If the vote in Texas, for example (a state where this won't happen because the legislature doesn't sit until 2021, and I don't see even Abbott calling a special session to get a slate of electors appointed for Trump if the vote count goes for Biden), is challenged because Trump cries "fraud!", it isn't challenged just for Trump.  What is the legitimacy of the election of any Republican?  I limit this to one party, because the scenarios are that one party will be challenging the vote.  If Republicans say their guy won but "fraud" occurred with counting votes on November 4 or later, how can they say any of their candidates won?  How can they say the vote count on November 3 is even legitimate?  (There is, by the way, nothing magic about vote counts reported by TeeVee or AP on election day.  No law recognizes votes counted on that day as the only legitimate vote count.)

Everyone points to Bush v. Gore, but among other things that case concerned only the recount of the Presidential vote in Florida.  And the real issue was the 19th century law requiring the vote count to be finished within 41 days of the election, something that the Florida Supreme Court said didn't have to happen as the Florida recount plodded its way to completion.  That's why the Supremes said Florida's court had overstepped its authority; the recount in the presidential race couldn't exceed the statutory limit.  If the GOP wants to challenge the legitimacy of the vote in several states, whether or not it involves the DOJ in such cases, how does that not challenge the legitimacy of every GOP race in that state?  If the votes for Biden are "fraudulent," aren't the votes for Trump equally fraudulent?  If the votes for Trump are fraudulent, what of the votes for Crenshaw?  Cornyn?  Anyone else on the ballot?

This is precisely why the courts don't get involved in election challenges to this level.  Bush v. Gore decided the 2000 race because the Court held the statute barred Florida from conducting a lengthy recount.  The consequence of any ruling on any electoral challenge can decide a race, but the courts don't declare a race "fraudulent" en masse and overturn a result.  No court is going to throw out votes legitimately counted within the 41 day window of federal law.  That's how Bush v. Gore affects this election.  And if the GOP does cry "foul" and "Fraud!," they call into question the legitimacy of every elected GOP official on the ballot.  Crenshaw can't ask voters to vote for him by mail, and then decry mail-in votes as fraudulent in court (he can on FoxNews, but not in front of a judge).  And the courts are not going to toss out mail-in ballots not handled according to state and federal law just because the DOJ or the GOP cry "foul!"  And if the GOP does open that Pandora's box, it will apply to them more harshly than it does Democrats, because the GOP will be asking for that relief, but only for them.  Except the law won't be that one-sided, and neither will public opinion.

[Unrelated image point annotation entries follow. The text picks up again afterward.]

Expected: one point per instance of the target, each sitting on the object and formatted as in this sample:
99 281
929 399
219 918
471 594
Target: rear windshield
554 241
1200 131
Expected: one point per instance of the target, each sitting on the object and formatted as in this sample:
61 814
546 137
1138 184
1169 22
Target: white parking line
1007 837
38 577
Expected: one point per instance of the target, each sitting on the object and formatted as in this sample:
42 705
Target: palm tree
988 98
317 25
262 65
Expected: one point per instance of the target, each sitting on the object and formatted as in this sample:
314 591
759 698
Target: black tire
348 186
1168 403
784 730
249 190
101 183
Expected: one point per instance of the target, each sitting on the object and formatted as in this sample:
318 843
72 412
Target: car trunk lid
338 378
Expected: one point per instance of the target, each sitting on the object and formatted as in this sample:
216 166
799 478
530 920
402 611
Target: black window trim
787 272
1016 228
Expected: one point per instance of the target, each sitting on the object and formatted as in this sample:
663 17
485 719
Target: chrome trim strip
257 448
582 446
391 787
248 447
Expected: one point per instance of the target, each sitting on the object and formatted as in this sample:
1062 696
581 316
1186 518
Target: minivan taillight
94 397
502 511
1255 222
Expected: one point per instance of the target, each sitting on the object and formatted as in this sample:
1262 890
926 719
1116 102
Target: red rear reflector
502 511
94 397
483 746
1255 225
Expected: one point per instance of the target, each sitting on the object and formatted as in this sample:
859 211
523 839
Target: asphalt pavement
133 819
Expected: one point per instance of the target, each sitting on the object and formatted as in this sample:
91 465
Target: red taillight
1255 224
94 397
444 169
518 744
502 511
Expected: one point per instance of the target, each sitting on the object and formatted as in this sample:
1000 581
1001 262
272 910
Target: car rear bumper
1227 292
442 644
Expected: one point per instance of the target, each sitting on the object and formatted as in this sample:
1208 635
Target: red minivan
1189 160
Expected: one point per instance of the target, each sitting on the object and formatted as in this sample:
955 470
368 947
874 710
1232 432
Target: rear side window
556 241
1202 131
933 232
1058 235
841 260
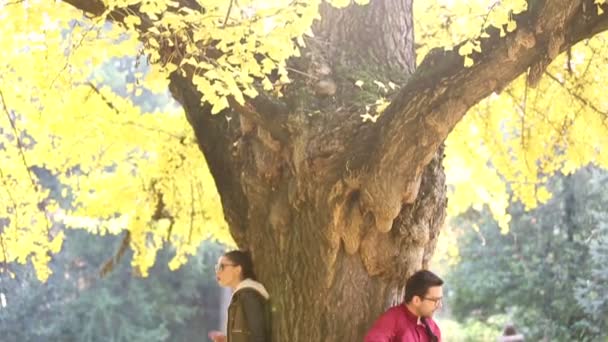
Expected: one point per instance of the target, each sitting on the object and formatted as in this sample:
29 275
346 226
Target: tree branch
443 89
265 110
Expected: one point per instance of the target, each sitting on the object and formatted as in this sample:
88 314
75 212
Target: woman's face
227 273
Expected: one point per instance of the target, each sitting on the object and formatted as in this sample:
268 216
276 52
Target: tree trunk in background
297 204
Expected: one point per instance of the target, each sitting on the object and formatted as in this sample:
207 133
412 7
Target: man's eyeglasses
435 301
221 267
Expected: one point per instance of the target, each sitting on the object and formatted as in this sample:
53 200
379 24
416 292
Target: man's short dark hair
419 283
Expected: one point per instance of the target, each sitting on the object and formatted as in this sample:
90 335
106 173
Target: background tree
540 273
76 304
324 199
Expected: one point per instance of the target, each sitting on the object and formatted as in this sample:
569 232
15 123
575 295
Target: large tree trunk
338 212
298 205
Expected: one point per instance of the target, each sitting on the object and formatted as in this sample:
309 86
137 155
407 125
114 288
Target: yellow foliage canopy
121 169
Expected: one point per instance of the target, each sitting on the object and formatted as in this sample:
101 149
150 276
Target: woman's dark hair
243 259
509 331
419 283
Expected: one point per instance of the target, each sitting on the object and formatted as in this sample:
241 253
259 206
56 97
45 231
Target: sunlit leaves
523 136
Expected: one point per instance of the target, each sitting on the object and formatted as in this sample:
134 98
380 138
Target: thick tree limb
443 89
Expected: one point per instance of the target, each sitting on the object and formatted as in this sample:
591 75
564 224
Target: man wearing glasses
412 321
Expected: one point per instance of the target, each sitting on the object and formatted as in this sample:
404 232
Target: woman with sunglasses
248 313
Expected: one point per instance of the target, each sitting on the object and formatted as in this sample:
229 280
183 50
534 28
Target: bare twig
18 139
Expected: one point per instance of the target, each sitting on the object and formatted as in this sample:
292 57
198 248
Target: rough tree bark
338 212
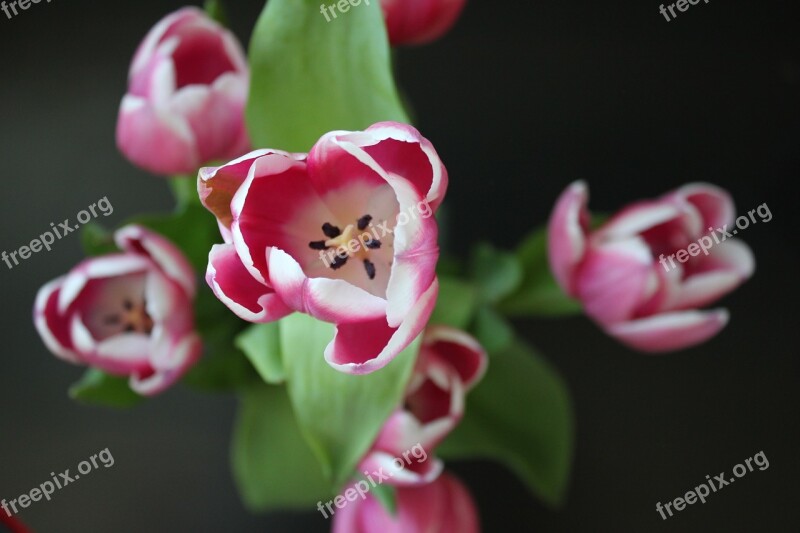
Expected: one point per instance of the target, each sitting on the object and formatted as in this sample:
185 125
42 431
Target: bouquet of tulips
362 355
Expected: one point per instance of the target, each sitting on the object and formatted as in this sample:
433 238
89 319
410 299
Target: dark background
520 99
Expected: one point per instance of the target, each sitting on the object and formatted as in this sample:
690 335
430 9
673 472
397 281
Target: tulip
444 506
345 234
127 314
412 22
187 89
619 273
450 363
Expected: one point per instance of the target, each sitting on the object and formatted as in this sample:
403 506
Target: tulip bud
188 86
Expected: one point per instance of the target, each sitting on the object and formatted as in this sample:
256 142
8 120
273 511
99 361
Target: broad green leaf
273 466
339 414
492 330
538 294
98 388
496 273
223 366
456 304
193 230
387 497
262 345
519 415
96 240
310 76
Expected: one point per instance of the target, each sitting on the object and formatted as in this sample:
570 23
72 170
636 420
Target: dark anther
338 262
369 266
330 230
364 221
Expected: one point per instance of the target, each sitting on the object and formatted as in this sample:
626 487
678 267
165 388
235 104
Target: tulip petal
52 328
183 356
566 234
137 239
155 139
669 331
232 283
363 347
330 300
615 279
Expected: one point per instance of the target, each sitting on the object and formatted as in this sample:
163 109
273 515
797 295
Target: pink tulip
621 274
419 21
346 235
450 363
127 314
187 89
444 506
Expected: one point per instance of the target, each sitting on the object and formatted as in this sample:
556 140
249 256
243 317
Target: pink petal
401 150
53 327
331 300
669 331
276 189
363 347
185 354
458 349
714 203
615 279
137 239
217 185
566 234
232 283
155 139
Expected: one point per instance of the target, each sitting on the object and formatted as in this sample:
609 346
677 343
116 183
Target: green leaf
193 229
261 344
98 388
387 497
538 294
456 304
339 414
273 466
223 367
496 273
310 76
519 415
492 330
96 240
216 10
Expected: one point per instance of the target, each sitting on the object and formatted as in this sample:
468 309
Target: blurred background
520 99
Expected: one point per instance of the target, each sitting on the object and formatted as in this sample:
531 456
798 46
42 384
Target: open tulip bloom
326 308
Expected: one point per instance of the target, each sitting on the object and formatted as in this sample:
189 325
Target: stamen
364 221
330 230
339 261
369 266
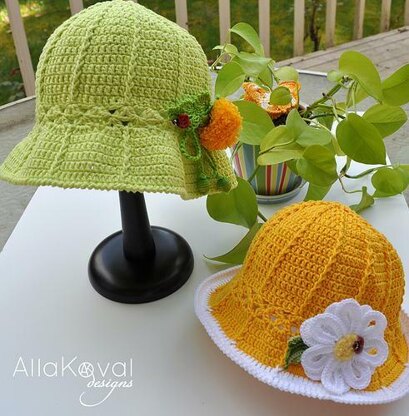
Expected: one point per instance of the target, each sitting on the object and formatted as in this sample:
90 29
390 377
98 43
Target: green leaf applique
295 349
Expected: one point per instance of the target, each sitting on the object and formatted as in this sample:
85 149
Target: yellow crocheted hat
121 94
316 307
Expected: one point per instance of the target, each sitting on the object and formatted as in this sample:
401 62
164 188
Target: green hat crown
105 82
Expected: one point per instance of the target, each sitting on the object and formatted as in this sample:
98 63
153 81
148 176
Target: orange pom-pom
223 128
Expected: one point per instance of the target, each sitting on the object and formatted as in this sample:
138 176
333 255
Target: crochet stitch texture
303 259
105 81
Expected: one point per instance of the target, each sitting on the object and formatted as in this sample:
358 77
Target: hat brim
139 157
277 377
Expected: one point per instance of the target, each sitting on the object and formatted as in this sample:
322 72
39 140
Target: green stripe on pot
272 180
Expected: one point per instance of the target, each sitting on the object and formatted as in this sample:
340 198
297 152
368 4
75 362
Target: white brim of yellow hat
277 377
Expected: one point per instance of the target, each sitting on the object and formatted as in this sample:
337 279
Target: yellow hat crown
304 259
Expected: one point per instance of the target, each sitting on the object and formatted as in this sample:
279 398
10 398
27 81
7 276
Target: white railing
26 66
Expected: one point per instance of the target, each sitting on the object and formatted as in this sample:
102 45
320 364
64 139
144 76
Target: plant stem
235 150
322 100
253 174
346 167
345 190
366 172
261 216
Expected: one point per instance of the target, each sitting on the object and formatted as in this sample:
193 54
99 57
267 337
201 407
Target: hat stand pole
140 263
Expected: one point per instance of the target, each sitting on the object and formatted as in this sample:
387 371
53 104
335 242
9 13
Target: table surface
48 310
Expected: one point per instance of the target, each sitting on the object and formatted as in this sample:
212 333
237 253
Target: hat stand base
140 263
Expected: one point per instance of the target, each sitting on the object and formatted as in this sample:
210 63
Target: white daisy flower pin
341 347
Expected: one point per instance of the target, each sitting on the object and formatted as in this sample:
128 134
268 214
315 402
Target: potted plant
262 107
310 140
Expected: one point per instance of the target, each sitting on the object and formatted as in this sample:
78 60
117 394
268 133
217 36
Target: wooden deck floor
389 51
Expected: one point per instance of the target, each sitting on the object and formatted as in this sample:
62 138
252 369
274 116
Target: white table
49 310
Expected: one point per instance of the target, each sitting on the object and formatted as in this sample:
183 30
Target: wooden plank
224 21
20 42
359 19
330 18
181 13
385 15
299 14
264 24
378 42
76 6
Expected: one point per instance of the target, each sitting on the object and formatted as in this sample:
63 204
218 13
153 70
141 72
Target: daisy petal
357 374
323 329
377 330
377 359
332 378
314 360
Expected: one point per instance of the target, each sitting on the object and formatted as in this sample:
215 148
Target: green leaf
266 77
253 65
388 182
295 122
292 165
318 166
287 73
248 33
365 202
404 171
278 155
396 87
227 48
386 118
280 135
238 253
316 193
239 206
280 96
312 135
361 141
334 75
360 94
295 350
256 122
361 69
229 79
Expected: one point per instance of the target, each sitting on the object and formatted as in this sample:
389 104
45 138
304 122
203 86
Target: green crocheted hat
110 83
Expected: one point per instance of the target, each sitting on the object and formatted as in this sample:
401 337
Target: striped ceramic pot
272 183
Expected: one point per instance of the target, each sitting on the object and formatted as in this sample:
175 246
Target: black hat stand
140 263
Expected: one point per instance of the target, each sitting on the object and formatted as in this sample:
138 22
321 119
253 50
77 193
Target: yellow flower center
347 346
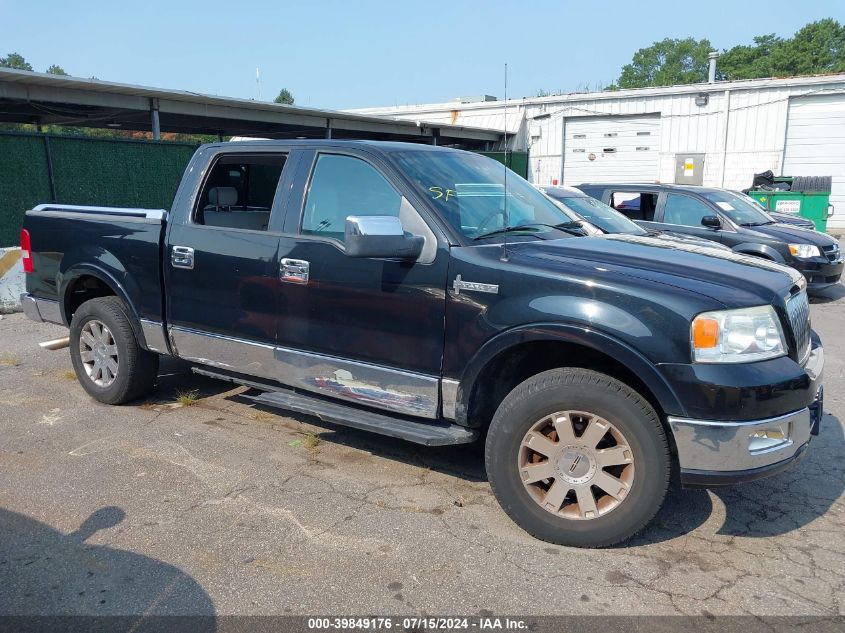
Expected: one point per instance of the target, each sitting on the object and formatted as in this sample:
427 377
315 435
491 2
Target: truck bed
118 245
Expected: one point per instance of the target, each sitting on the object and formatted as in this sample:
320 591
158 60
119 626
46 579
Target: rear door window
239 192
685 210
342 186
634 204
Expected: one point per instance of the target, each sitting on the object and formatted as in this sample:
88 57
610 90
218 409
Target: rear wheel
578 458
109 363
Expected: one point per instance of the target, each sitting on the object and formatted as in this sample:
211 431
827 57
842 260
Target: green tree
15 60
285 97
666 63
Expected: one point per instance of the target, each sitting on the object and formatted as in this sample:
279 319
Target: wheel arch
759 250
86 281
516 354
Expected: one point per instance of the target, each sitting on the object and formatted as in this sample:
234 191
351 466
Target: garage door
611 149
815 145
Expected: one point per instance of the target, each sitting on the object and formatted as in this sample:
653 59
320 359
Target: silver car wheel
98 352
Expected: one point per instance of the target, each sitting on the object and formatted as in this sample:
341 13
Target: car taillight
26 252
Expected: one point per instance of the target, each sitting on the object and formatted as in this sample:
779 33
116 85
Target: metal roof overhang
38 98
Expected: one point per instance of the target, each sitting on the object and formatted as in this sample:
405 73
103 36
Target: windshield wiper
507 229
573 228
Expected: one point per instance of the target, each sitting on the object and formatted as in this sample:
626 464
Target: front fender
67 278
579 335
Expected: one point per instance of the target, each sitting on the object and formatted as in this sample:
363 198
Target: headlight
804 251
737 336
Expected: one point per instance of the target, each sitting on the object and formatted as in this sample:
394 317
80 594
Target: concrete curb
11 279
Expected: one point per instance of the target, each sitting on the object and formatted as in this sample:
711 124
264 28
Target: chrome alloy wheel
576 465
98 352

And there is no federal law requiring a final vote count within 41 days for Representatives and Senators, or for state offices.  If the Republicans do force that door open, Democrats could flood through it.  Every down ballot race could be challenged and the result labeled "illegitimate."  Which, again, is why the courts will not decide this election, especially if the challenge is in several states at once, not just in one state over a slow recount of one race.  But if the GOP wants to play that game, they'll find out once and for all why Everything Trump Touches Dies.  They will do to the country what they did to California:  turn it against them for a generation or longer.